This article is mentioned in:

Introduction

Aberrant activation of the Wingless-type MMTV integration site family (WNT)/β-catenin pathway has been implicated in the pathogenesis of many malignancies (1–3). The phenomenon has also been observed in hematological malignancies (4,5). In addition, abnormal methylation of the promoters of specific WNT/β-catenin inhibitors has been reported in leukemia (6,7). The WNT/β-catenin signaling pathway plays an important role in the survival, proliferation and differentiation of hematopoietic stem cells. Aberrant activation of WNT/β-catenin signaling is closely associated with the pathogenesis of leukemia (8–10). As a result, WNT/β-catenin signaling may be an important treatment target for leukemia. The secreted frizzled-related protein (SFRP) family and Dickkopf (DKK) family are WNT signaling antagonists; the WNT/β-catenin signaling pathway is regulated tightly by the SFRP and DKK families (11). The functional loss of WNT antagonists contributes to activation of the WNT signaling pathway. Activation of the canonical WNT pathway causes the hypophosphorylation and stabilization of β-catenin. Following translocation into the nucleus, non-phosphorylated β-catenin associates with the T-cell factor family of transcription factors, thereby modulating the expression of target genes such as c-myc, cyclin D, matrix metalloproteinase-7 and bone morphogenetic protein-4 (12–15).
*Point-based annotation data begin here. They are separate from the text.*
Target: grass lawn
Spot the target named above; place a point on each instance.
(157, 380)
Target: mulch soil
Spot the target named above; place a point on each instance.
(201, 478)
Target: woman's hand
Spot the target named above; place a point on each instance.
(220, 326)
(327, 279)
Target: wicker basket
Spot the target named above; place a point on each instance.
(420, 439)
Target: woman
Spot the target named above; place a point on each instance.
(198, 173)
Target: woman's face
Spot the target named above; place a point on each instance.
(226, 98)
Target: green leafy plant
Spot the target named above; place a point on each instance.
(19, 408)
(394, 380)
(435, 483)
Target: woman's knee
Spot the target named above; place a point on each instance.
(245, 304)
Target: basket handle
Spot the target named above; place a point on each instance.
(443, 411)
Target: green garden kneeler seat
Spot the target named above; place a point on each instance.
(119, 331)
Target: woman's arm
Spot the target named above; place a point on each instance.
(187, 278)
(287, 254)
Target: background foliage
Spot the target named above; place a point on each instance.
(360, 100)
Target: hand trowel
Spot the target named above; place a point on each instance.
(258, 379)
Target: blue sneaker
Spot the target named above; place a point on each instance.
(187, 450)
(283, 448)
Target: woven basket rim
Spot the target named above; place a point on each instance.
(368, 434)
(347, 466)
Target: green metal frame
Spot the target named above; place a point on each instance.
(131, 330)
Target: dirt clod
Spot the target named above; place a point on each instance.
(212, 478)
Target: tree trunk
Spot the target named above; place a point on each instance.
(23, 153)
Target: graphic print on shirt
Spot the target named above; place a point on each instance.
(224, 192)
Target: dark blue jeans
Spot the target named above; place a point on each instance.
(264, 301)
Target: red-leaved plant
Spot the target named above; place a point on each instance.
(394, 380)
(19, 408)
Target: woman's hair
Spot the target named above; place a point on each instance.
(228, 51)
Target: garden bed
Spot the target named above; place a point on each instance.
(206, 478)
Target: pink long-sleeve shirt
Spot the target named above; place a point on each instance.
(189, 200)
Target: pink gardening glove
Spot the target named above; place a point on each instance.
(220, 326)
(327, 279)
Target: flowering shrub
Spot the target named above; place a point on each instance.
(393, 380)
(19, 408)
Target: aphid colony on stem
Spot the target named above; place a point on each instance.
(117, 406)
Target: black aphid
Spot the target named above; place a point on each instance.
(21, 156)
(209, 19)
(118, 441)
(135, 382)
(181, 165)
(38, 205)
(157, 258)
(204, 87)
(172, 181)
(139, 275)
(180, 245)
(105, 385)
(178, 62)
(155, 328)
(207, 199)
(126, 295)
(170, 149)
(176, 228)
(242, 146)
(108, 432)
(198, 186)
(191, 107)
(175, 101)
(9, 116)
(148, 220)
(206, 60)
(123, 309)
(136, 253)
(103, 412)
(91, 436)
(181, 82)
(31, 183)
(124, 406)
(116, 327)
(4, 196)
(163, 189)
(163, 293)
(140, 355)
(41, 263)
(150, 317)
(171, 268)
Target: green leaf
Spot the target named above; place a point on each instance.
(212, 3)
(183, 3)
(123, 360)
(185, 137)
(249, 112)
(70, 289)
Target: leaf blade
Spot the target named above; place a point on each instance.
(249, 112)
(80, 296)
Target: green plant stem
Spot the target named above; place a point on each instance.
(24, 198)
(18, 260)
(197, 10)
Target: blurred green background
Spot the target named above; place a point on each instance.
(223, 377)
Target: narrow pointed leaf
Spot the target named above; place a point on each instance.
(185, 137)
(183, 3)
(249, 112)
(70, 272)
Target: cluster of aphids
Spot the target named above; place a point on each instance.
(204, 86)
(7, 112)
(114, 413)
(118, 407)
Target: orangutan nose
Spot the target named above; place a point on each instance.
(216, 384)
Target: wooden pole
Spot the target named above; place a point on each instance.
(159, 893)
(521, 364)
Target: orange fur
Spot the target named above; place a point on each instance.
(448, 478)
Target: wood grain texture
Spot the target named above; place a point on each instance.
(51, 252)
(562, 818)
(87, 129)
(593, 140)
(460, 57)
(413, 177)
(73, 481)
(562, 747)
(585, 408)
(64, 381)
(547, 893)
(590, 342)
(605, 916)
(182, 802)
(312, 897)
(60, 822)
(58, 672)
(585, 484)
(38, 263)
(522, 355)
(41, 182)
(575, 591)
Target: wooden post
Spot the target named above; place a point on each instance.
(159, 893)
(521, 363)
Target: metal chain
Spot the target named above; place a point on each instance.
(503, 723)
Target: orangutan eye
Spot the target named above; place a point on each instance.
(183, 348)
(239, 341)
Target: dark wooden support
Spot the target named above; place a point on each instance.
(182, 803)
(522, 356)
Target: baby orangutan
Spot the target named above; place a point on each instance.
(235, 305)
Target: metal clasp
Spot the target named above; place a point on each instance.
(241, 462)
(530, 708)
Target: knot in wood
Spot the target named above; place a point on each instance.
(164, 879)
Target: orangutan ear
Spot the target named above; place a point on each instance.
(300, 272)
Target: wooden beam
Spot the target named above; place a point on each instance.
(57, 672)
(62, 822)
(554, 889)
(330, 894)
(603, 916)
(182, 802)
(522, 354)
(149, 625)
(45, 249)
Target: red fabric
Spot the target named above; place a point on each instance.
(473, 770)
Arsenic trioxide (As2O3) is a traditional Chinese medicine. It has been found to be effective in the treatment of malignant hematopoietic diseases by inducing apoptosis and inhibiting cellular proliferation, and has been used to treat acute promyelocytic leukemia and multiple myeloma with good results (16,17). The anticancer effects of As2O3 are exerted through the induction of apoptosis and differentiation of leukemia cells and reduction of telomerase activity (18,19). However, some studies have found that the metabolism of As2O3 involves detoxification via methylation, which is similar to the methylation processes of oncogenes and tumor suppressor genes (20,21). In addition, As2O3 has been reported to utilize S-adenosyl methionine (SAM) (22), an essential co-factor of DNA methyltransferases, which results in DNA hypomethylation. Therefore, As2O3 may regulate tumor suppressor genes by interfering with DNA methylation patterns. Although As2O3 has been shown to have antileukemic effects, its demethylating and dose-dependent effects on genes associated with other tumors have already been postulated (20,23).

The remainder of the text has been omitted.